Именно образ дублинских окрестностей как один из факторов, обеспечивающих специфику бытования новеллы в структуре романа «Больше замахов...», привлекает исследовательское внимание к «Фингалу». В пространстве Фингала, как специфически «ирландском», сфокусировалась множество смыслов, и эта полисемантика дублинских окрестностей, вернее, его восприятия самим автором и героем, заложена в уже заглавии новеллы, на котором поэтому следует остановиться подробнее.

Название главы задает новеллистическую лаконичность — оно четко определяет то место, где будет происходить развитие действия. Пространственные границы обозначаются и объясняются в экспозиции: Фингал входит в текст новеллы как назва-

ние прибрежной территории к северу от Дублина. Холмы Фелтрима, дорога из Дублина в Мэлахайд, Замковые леса, Волчий холм — это места, овеянные легендами. Они входят в район Фингала, известного со времени нашествия викингов на Ирландию. Изначально «фингал» — это прозвище «белых» скандинавов, прибывших из Дании в IX веке, поселившихся на береговой линии и отличающихся светлым цветом волос и глаз. За долгий период в сознании ирландцев сформировалось восприятие Фингала как местности, населенной галлами, чужестранцами, что заложено в этимологии и подчеркивается в современных объяснениях происхождения названия.

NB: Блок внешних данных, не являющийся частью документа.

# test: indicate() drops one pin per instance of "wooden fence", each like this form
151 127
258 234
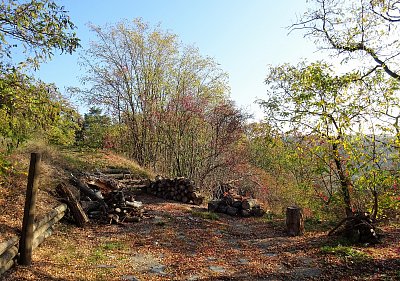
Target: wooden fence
41 230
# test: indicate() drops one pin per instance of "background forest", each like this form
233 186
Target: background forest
329 142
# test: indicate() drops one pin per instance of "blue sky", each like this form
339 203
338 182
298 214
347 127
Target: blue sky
244 36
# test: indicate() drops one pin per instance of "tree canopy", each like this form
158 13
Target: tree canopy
35 27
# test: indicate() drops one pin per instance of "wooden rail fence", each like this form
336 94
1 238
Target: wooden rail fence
41 230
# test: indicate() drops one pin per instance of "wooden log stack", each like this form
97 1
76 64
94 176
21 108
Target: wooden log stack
101 199
123 207
178 189
235 205
357 228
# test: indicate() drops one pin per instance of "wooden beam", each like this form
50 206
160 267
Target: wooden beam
25 245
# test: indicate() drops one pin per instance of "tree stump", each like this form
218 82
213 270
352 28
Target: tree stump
294 221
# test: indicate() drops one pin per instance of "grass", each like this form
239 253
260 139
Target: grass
345 252
97 256
205 215
111 246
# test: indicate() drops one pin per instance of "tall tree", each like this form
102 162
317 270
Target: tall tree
172 101
311 102
35 27
364 30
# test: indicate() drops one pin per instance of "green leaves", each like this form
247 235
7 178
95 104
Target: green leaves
39 26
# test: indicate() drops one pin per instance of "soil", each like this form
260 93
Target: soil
176 242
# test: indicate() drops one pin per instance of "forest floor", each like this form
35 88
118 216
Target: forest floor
178 241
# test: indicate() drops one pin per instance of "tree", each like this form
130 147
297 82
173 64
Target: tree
360 30
170 102
39 26
94 128
309 102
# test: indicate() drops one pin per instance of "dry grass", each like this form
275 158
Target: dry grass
56 166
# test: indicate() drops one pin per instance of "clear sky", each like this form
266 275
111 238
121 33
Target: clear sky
244 36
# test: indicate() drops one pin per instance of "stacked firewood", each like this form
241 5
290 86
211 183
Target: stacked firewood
235 205
178 189
123 207
99 198
357 228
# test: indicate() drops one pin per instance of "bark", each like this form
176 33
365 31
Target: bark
8 255
294 221
8 244
74 205
56 212
345 181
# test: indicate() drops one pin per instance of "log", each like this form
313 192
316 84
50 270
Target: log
60 209
111 171
25 245
294 221
213 205
247 204
8 244
7 266
8 255
134 204
76 209
198 201
39 231
39 240
84 188
232 211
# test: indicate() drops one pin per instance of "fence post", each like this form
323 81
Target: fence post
25 245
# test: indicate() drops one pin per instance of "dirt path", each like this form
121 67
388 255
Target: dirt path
175 243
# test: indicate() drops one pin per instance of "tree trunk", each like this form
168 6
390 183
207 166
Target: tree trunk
294 221
345 181
25 245
76 209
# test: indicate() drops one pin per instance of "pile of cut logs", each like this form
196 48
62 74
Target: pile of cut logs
357 228
235 205
101 198
178 189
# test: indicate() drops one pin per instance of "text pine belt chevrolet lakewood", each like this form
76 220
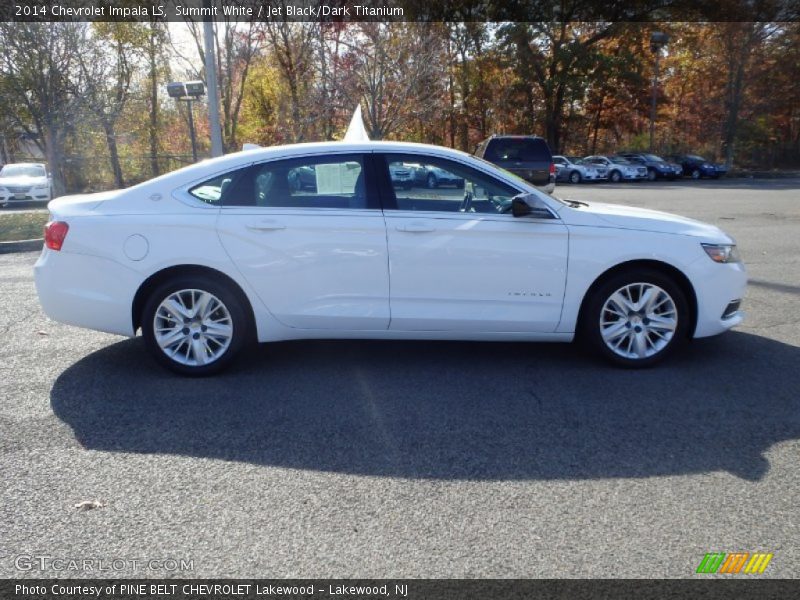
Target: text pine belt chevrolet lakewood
320 241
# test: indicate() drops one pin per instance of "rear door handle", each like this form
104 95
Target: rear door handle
266 225
416 227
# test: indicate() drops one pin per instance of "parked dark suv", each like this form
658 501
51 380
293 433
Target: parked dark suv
696 166
528 156
657 167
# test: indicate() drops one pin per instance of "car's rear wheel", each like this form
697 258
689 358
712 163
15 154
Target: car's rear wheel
194 325
636 318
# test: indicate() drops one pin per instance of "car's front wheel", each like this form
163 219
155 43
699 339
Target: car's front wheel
636 318
194 325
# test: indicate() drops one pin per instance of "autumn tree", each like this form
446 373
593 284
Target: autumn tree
37 61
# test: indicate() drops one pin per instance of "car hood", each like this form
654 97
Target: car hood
642 219
23 180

Между тем, район Фингала стал известен во времена более древние, до прихода викингов, поэтому этот дублинский пригород значим в постижении истории Ирландии и представляет интерес как место, увлекающее своим сохранившимся сельским колоритом и множеством достопримечательностей. Это холм, названный Пэдди Хилл, что является шутливым прозвищем коренного ирландца; в соответствии с легендой сам покровитель Ирландии Святой Патрик посещал эту возвышенность. С самой высокой точки холма видны окрестности — остров Око Ирландии, Дублинские горы, а также остров Лэмбей, описанный и нанесенный на карту Птолемеем. Английское название острова, данное из-за рельефа, восходит к греческому и может означать, согласно словарю, «улитку» или «спираль» или «медлительного человека». По аналогии с движением по спирали, ирландцы воспринимают Фингал как мир старины, возвращение в который ассоциируется с приближением к истокам Ирландии.

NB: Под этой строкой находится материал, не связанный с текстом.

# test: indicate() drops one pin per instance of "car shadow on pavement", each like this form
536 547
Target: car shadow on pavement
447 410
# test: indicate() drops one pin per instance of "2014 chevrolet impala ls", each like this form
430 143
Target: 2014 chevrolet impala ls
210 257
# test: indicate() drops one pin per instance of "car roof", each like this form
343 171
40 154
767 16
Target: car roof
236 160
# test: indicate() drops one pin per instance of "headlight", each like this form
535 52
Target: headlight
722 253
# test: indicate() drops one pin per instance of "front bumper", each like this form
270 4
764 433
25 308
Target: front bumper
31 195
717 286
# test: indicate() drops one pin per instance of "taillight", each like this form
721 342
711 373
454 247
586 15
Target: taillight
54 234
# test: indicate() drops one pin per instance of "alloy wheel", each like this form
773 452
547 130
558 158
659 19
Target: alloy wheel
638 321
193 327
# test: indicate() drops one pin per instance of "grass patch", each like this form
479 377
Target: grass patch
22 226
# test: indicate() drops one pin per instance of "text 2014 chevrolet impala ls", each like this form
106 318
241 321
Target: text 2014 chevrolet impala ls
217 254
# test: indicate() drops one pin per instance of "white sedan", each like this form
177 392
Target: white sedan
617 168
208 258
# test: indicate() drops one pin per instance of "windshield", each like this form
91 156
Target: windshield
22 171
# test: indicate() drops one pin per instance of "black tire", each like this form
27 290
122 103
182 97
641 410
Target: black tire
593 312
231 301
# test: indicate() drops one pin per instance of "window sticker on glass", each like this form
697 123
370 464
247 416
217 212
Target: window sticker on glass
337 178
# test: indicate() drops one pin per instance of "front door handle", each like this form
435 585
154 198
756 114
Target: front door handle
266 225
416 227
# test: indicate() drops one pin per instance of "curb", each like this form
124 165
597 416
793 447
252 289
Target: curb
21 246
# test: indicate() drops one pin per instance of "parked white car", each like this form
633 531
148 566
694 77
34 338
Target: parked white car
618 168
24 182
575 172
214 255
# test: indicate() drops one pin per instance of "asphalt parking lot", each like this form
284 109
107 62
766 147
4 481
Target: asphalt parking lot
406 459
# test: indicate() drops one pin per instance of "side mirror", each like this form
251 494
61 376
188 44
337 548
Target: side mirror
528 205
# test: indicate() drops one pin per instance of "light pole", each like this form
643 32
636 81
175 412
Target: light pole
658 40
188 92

С мотивом возвращения связан эпоним к географическому «Фингалу» — это имя одного из героев «Песен Оссиана» (1773), мистификации Д. Макферсона. Образ героя Финна Мак-Кумхайла восходит к образу Финна, героя ирландских сказаний. Усеченной версией имени «Финн» и является «Фингал», что означало «белый странник» [Мифологический словарь 1991: 574]. Благодаря разным легендам, имя Финна предстает многозначным, связанным с мудростью, тайным знанием, красотой. В сказаниях наряду с сюжетами о смерти Финна есть и вера в появление Финна «на земле в облике того или иного героя Ирландии» [Кельтские мифы 2005: 469].

В европейской литературе сложилась традиция обращения к образу Финна, закономерно востребованная и в ирландском модернизме. Интересно, что и Джеймс Джойс, и Сэмюэль Беккет задействуют при интерпретации данного мифологического сюжета циклические концепции истории. В своем произведении «Поминки по Финнегану» (1923-1939) Дж. Джойс художественно осмысляет историю о фольклорном персонаже Финне Финнегане, о его падении с лестницы и воскрешении на собственных поминках сквозь призму философских концепций

циклического возвращения (Дж. Вико) и совпадения противоположностей (Дж. Бруно). Своеобразным откликом явилось эссе С. Беккета «Данте... Бруно. Вико... Джойс» (1929), в котором автор проводит мысль о неразрывной связи мировоззренческих концепций обоих философов в основе художественного мира Дж. Джойса.

Восходящие к самым разным источникам аллюзии образуют множество смысловых планов уже во внятном и ясном названии новеллы. «Фингал» у С. Беккета — это своего рода «преддверие» того многозначительного подтекста, который будет содержаться в пространственной организации всей главы. Кажущееся простым, краткое и точное название скрывает под собой сложное переплетение исторических, географических, мифологических, литературных параллелей, максимально задействованных Беккетом. Связи между ними образуются благодаря разноуровневым ассоциациям — цветовым (белый — признак чужестранцев и знак мудрости, красоты), собственно пространственным (земля «чужая» и исконно кельтская; земля и небо; земля и море), связанным с движением времени (рождение и смерть; небытие и воскрешение; круговое вращение, цикл). Множественные «фингалы» контрастируют между собой, распадаются и одновременно объединяются в одно целое, выстраиваются наподобие острова Лэмбей, который своими очертаниями походит на улитку. Актуализируется также Чистилищное пространство, как его понимал С. Беккет: аллюзии переплетаются и сами создают некий замкнутый круг, притягивающий палитрой значений, понятных, однако, только посвященным (как постоянно находящийся хотя бы какой-то частью своей души в Чистилище Белаква). Попытку «раскрутить спираль» смыслов мы предпринимаем, анализируя пространственную организацию и сюжетостроение новеллы.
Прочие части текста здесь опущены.